In childhood, the brain adds many synapses in the cortex. This comes at a time when the brain is especially responsive to learning. This is typically followed by cortical pruning in adolescence, as the brain shifts from hyper-learning-mode.
Hewitt agrees: "The developing brain is a much more flexible organ than the mature brain."
Learning doesn't stop at adolescence, of course, but the "sensitive period" – where the brain is hyper learning mode — does appear to come to an end. Learning new things gets harder.
At least that's the typical pattern. But Brant and Hewitt find that for some children, there is an extended learning period. Among some children with very high IQ, the brain appears to stay in learning hyperdrive for an extended period.
Brant, Hewitt and other researchers recently tracked a group of children over time. Some were genetically identical twins, some were fraternal twins, some were non-twin biological siblings, some were adopted siblings.
Using mathematical techniques that allow researchers to disentangle the effects of genetic and environmental influences on individuals, Brant noticed that kids who had higher IQs to begin with seemed to have an extended period in adolescence during which they retained the ability to learn at a rapid pace, just like much younger children.
"I found that twins that had a higher IQ were showing a more childlike pattern of influence during adolescence," Brant says.
Hewitt agrees. "It was as if there was an extended sensitive period in the higher IQ individuals.
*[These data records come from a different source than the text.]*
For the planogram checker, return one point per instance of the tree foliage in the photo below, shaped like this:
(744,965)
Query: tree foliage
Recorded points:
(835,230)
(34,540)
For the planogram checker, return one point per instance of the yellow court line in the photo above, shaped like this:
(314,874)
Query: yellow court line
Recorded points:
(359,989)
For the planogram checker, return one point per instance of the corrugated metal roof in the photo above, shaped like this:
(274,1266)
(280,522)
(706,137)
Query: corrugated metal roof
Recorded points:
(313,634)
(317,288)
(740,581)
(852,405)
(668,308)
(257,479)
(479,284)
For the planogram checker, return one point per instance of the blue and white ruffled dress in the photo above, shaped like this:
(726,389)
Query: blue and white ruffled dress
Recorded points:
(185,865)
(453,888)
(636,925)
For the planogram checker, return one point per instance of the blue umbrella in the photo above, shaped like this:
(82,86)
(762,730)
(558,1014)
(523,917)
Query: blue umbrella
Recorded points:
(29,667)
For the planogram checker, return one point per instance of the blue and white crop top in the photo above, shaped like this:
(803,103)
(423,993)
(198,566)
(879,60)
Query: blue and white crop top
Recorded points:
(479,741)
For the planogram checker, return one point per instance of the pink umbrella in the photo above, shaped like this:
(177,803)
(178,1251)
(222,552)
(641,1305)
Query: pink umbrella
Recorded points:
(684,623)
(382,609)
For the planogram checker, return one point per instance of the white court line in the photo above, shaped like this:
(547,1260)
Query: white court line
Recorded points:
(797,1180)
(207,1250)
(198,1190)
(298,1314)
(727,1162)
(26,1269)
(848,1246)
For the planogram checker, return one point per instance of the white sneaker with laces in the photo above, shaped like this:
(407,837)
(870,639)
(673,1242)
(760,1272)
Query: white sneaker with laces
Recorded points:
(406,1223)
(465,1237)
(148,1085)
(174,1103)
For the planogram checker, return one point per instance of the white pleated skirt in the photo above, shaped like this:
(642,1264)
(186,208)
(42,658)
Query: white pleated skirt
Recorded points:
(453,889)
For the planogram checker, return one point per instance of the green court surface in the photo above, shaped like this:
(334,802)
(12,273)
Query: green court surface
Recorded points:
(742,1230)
Or another way of looking at it is the sensitivity to the environment which is characteristic of earlier childhood seemed to end earlier for individuals with lower IQ."
Hewitt and Brant don't know why some teenagers continue to learn at the pace of much younger children. It may be that smart kids gravitate to challenging activities and this keeps them receptive to learning. Or it could be that genes that lead to high IQ also trigger an extended learning period.
Hewitt points out that an extended learning period does not necessarily mean a further increase in IQ. But a very smart teenager with an extended "sensitive period" of learning might be able to pick up a new language or a musical instrument. Such learning can have long term benefits, Hewitt explains, even if the teenager has the same IQ before and after she learns the language or the instrument.
"Even if in the end the IQ ends up being determined to a large extent by the genes, if there's been a period where the environment makes a difference, that could have lifelong consequences," Hewitt said.
The study, published in Psychological Science, suggests that for many children it may be a mistake to stop learning new things. Even if you're a teenager, it might not be too late to start Chinese, chess or the cello.